Os sistemas de inteligência artificial e análise de imagens em tempo real são feitas por mais de 31,6 mil câmeras. “Esse resultado mostra como a tecnologia, quando bem aplicada, pode ser uma poderosa aliada da segurança pública. O Smart Sampa representa um novo modelo de cidade inteligente, onde a informação trabalha a favor da proteção das pessoas”, considera o secretário de Segurança Urbana de São Paulo, Orlando Morando.

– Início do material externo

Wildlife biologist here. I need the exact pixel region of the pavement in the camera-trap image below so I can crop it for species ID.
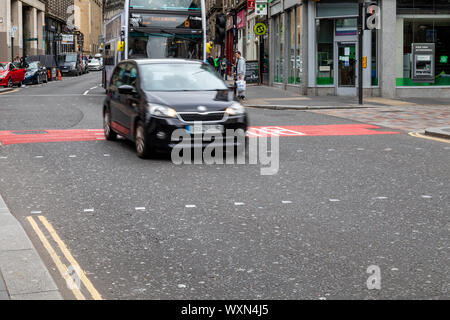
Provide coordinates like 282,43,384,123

Apesar dos resultados, o Panóptico, do Centro de Estudo de Segurança e Cidadania (CESeC), afirma que a tecnologia não demonstra "nenhuma alteração no aumento ou diminuição dos casos de furtos, roubos e homicídios na cidade".
Ao custo de quase R$10 milhões ao mês, o programa que funciona desde novembro do ano passado, a não reduziu crimes (furtos, assaltos ou homicídios) e nem aumentou o número de cumprimento de mandados judiciais (apreensões de criminosos foragidos), de acordo com índices de produtividade policial analisados no estudo.
"Os erros de identificação documentados, a falta de regulação específica e o histórico de vieses raciais associados a esse tipo de tecnologia levantam preocupações sérias sobre o custo social do programa", afirma a pesquisa.
Os pesquisadores criticam que, em um cenário de escassez orçamentária e serviços públicos precarizados," é urgente reavaliar prioridades".